I Marenia, miscelano canto “a distesa” con dialetti calabresi, napoletani, siciliani, pugliesi, ritmiche balcaniche ed africane a pizzica, tammurriata, reggae e celtica con canti microtonali indiani a sonorità jazz in una fusione di stili senza limiti.

Ideati da Maria Ylenia Trozzolo, cantante ed autrice e Raffaele Cardone, polistrumentista ed autore, la band si arricchisce continuamente di nuovi musicisti.
Con Vittorio Bruno alle percussioni, per un sound di forte identità ritmica, i Marenia propongono un viaggio nel tempo, nei luoghi, nelle culture musicali e nel tessuto sociale del meridione d’Italia.

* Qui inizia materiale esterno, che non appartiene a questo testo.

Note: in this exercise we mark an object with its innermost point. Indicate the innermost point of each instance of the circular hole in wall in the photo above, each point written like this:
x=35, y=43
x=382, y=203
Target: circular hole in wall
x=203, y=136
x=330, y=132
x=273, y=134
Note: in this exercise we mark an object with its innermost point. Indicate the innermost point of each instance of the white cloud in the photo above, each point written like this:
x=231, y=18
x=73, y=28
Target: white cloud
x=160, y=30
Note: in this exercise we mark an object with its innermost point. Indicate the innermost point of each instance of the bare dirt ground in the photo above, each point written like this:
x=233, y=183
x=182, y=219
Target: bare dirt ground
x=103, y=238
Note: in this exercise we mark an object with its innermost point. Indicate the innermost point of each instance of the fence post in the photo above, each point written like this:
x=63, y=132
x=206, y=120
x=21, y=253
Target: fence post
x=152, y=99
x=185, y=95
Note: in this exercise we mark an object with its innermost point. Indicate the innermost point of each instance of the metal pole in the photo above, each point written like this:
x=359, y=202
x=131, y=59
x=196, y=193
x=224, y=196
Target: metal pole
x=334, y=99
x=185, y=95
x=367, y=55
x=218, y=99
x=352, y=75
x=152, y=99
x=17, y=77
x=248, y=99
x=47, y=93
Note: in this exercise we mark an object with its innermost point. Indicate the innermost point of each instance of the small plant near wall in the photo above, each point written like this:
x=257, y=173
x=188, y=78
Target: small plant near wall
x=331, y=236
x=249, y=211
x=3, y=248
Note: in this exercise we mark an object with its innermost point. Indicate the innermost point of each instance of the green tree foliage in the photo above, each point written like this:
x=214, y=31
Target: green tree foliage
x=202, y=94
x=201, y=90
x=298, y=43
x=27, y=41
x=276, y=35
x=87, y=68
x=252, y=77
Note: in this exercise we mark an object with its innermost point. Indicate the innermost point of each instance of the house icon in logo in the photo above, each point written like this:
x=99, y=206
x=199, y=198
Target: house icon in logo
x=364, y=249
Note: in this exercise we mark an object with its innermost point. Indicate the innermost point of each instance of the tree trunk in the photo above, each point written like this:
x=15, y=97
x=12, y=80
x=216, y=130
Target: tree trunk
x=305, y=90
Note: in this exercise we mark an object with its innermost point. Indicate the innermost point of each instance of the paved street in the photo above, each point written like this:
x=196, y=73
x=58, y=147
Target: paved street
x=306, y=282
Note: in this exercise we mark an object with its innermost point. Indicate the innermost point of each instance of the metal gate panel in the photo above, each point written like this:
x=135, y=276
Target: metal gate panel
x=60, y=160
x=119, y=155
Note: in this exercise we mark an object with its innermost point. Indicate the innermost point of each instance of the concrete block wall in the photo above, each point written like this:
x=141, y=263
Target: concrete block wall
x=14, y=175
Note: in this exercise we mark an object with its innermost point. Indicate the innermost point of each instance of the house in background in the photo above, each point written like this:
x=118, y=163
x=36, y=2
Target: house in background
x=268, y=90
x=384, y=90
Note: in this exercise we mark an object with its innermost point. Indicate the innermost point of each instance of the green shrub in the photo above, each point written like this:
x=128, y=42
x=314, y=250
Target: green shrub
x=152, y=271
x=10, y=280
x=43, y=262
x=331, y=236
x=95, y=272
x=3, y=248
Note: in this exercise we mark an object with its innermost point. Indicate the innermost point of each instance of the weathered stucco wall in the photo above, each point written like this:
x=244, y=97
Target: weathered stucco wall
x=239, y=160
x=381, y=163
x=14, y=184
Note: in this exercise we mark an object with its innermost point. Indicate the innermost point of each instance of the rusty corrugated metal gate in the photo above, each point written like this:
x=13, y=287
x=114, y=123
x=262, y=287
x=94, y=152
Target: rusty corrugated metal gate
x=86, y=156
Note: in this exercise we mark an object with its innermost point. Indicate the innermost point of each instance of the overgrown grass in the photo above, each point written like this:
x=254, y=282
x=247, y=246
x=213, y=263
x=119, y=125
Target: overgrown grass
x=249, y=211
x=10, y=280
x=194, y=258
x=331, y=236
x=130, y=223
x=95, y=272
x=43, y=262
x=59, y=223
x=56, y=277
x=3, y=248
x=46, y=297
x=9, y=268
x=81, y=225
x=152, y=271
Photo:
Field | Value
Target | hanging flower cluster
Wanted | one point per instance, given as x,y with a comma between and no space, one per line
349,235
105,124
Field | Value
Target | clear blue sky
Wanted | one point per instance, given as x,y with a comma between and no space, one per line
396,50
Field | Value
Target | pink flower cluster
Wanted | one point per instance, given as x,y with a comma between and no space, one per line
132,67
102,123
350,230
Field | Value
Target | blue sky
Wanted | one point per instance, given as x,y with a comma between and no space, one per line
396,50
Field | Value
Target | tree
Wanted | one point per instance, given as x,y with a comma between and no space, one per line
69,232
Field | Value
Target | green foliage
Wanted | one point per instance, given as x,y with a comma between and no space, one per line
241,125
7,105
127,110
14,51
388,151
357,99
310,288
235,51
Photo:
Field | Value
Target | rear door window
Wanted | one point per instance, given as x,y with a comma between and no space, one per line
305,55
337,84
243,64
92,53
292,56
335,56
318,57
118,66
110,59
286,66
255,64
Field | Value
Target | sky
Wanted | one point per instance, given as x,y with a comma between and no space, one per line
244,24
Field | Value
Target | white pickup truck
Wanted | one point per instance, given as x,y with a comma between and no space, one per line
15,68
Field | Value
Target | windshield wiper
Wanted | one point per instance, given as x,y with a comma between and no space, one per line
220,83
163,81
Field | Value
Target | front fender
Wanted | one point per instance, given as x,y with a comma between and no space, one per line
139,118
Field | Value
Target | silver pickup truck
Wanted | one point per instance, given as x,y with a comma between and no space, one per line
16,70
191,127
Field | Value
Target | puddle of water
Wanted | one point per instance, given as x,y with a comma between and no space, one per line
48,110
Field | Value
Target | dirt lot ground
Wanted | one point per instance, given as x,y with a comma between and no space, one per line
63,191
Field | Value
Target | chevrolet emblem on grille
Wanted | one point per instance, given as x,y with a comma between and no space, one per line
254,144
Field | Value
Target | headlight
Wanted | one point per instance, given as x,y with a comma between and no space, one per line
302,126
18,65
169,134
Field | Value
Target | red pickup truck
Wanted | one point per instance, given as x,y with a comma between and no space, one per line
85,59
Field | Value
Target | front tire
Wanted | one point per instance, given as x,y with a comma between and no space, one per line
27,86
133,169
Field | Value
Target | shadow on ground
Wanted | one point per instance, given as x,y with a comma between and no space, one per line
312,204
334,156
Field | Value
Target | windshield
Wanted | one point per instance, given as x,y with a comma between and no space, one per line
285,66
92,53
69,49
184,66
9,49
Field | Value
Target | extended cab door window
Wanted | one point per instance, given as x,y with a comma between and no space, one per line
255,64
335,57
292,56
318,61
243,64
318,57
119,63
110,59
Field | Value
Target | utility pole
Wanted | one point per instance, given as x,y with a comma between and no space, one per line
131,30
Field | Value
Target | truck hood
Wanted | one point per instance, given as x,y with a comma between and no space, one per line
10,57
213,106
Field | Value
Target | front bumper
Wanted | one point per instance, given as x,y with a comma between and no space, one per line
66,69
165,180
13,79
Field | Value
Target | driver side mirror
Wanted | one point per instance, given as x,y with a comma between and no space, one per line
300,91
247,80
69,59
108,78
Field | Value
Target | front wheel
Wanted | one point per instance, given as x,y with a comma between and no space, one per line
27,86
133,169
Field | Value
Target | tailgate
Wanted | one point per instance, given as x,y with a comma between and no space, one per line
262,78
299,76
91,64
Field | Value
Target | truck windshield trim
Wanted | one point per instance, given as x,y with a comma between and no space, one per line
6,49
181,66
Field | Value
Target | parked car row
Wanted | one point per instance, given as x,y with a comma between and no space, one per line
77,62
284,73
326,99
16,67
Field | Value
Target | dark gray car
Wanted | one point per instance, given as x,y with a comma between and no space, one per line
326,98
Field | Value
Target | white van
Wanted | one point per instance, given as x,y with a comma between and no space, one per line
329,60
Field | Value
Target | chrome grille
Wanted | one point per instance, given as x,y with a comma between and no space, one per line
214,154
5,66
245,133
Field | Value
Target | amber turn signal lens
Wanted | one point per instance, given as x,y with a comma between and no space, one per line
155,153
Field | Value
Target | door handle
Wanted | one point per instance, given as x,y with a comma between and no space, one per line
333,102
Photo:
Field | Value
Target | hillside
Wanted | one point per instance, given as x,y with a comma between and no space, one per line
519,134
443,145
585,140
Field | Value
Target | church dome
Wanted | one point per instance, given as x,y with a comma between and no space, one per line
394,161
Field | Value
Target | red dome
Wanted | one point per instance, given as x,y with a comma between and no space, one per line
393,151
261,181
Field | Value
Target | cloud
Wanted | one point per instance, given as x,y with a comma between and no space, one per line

I suoni contadini e marinari si miscelano all’ onda sonora che l’emigrazione ha creato e riportato a casa, creando commistioni stilistiche, fondendo dialetti, linguaggi, editi ed inediti, storie di popoli e di vita.

Il sound è quello del folk mediterraneo con contenuti sociali molto forti e spesso dissacratori verso il potere. La lirica pungente, sempre presente nei loro testi, e lo spessore delle tematiche trattate, dalla lotta alle mafie, al razzismo, alla xenofobia, all’omofobia, alle guerre, fanno dei Marenia motore di un movimento che cresce intorno ai valori della solidarietà e della pace.

Convinti sostenitori di ogni forma di arte libera, attraverso l’Associazione illimitarte, di cui sono i fondatori, realizzano corsi musicali sociali, permettono ai giovani di contrastare con l’arte e l’aggregazione positiva i mali del nostro tempo.
Sono gli ideatori dei Bidonvillarik, ensemble che suona sui rifiuti, dell’AWOP Festival e del programma radiofonico Popòdcast.